Andrew Paley in Bochum


Artist: Andrew Paley

Ort: Neuland, Bochum

Datum: 09.12.2014


The Static Age aus Chicago sind eine dieser Bands, die man fast jedes Jahr in kleinen Clubs erleben kann. Mit Alben und EPs die auf Flix Records und Uncle M erschienen sind, haben sich die Post-Punks bereits eine kleine Fangemeinde in Europa aufgebaut. Sänger Andrew Paley auf Solo ist dennoch eine Neuheit. Nach einigen Support-Slots für Garreth Klahn und Karl Larson schließt die Tour mit zwei Headline-Auftritten ab. Einer davon findet heute im Neuland in Bochum statt.

Das Neuland in Bochum ist eins dieser sympathischen kleinen Kaffeehäuser/Restaurants/Wohnzimmer, die in den letzten Jahren in immer mehr Städten aus dem Boden sprießen. Auch wenn die Musiker hier mitten im Raum stehen, gliedern sie sich dennoch voll und ganz in das Ambiente ein.

Bevor Andrew Paley an der Reihe ist, gibt es noch einen kleinen Supportact. Stefan Flanders, der sich einen zweiten Gitarristen als Unterstützung mitgenommen hat, schreit während seines kurzweiligen Auftritts die ganze Bude zusammen und erinnert irgendwie an eine Mixtur aus Clickclickdecker und Muff Potter ohne Strom.

Nach dieser Darbietung tritt Mr. Paley schließlich mit seiner Gitarre in den Raum und bietet mit “Amphibian” direkt den ersten The Static Age-Song. Da er vor kurzem erst ein Tape bei Flix Records veröffentlicht hat, gibt es mit “Feeling Detroit” natürlich auch einen Song hiervon.

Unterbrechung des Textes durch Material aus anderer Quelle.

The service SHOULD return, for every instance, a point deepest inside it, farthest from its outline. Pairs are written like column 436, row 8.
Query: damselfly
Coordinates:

Als wäre das Tape, die eigene Solo-Platte und die vielen Songs, die The Static Age bereits veröffentlicht haben, nicht genug, garniert Andrew das Set mit drei Coversionen. Zum einen gibt es “Waltz #2 (XO)” von Elliot Smith, einen Song, den er am Vorabend sogar zusammen mit Smiths ehemaligen Keyboarder performen durfte. Die zweite Cover-Version ist eine reduzierte Version des Hank Williams Klassikers “I’m So Lonesome I Could Cry”, dem Andrew mit seiner Stimme eine ganz eigene Note verleiht. “I Can’t Hardly Wait” von The Replacements kennt man bereits aus den Sets von The Static Age. Auch hier verleiht die Interpretation des Künstlers dem Song ein Eigenleben.

Im Vordergrund stehen aber heute eindeutig die Songs von The Static Age. So gibt es mit “These Days”, “Count The Dead”, “Ghosts”, “Eulogy” einen Querschnitt durch die bisherige Discography der Band, bei dem einige Songs nach eigener Aussage heute ihre Akustik-Premiere feiern. Mit “Alarms” wird zudem auch das 2007 erschienene Solo-Album “White Rooms” nicht außen vor gelassen und rundet einen Abend ab, nachdem man sehr zufrieden nach Hause geht und auf die nächsten Shows – mit oder ohne Band – hinfiebert.